Social is not about anarchy ; it’s about freedom and democracy and innovation. It’s not about rigid structures and hierarchies; it’s about transparency and honesty and re-distributing power to create agile change motivated by passionate, engaged actors. It’s about leadership that rewards and recognises talent and instinctively has a collective understanding of the community it serves, because it’s tuned into what they think, as well as what they do. It’s about authenticity and trust.”

On ne peut qu’être d’accord (d’autant plus pour l’avoir maintes fois écrit, défendu ou proclamé sur ce blog et d’autres) !

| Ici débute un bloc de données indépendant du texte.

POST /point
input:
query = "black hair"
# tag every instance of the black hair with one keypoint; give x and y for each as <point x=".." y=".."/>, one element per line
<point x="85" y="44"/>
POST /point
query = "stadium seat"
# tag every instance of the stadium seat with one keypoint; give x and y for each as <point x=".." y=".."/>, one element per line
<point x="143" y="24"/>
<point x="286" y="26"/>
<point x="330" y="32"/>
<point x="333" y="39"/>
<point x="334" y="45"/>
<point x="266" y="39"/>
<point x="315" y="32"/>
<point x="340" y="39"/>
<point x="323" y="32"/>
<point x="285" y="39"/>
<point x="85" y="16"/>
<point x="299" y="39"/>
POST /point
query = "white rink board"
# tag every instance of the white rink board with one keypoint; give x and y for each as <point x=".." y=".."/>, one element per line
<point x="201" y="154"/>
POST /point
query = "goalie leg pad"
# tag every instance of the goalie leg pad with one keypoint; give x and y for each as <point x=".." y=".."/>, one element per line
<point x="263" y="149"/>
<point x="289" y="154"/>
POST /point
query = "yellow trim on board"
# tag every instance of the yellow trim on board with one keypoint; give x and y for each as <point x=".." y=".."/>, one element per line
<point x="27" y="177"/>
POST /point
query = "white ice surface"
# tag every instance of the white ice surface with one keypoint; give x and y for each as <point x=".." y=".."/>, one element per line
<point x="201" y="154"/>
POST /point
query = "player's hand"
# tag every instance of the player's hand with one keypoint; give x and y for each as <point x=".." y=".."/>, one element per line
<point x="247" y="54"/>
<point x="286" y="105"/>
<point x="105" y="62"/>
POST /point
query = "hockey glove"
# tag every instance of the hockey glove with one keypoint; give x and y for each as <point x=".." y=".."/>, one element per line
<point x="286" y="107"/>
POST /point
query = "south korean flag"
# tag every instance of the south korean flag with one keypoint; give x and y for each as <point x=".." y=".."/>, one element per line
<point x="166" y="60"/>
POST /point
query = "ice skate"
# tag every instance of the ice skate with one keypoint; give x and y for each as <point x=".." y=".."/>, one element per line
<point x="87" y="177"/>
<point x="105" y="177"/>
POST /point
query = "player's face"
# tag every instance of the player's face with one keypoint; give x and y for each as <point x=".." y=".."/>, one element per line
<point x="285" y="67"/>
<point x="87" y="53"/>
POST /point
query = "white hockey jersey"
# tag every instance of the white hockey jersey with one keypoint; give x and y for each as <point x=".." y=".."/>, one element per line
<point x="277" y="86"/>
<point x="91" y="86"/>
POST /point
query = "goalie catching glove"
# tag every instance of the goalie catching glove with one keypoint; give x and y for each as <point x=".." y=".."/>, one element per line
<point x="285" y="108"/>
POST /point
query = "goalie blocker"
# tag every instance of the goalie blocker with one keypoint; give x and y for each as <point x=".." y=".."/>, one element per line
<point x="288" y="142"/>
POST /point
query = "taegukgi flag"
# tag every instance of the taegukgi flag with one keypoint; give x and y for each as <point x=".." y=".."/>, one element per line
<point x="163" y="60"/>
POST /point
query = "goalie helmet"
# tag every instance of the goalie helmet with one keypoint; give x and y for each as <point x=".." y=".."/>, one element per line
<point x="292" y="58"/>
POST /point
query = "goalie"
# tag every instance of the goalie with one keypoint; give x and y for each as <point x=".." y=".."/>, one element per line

Et dans la « vraie » vie ?

Au delà des discours qui souvent tiennent plus de la méthode Coué ou qui, parfois, sont proches de pratiques incantatoires, il y a une réalité avec laquelle  nous devons tous composer.

Dans les années 2000, les entreprises ont mis en oeuvre un outil en réponse à des besoins de diffusion de l’information en interne : l’intranet.
Généralement conçu comme un site web (premières générations,  i.e. pas ou peu participatif), cet espace, sous la responsabilité d’un webmaster isolé et n’ayant pas les moyens de déployer un CMS, est resté une « publication » ouverte en mode « pull » (consultation) pour des informations générales (en fait, il a souvent été considéré comme un « tableau d’affichage » disponible sur le poste de travail).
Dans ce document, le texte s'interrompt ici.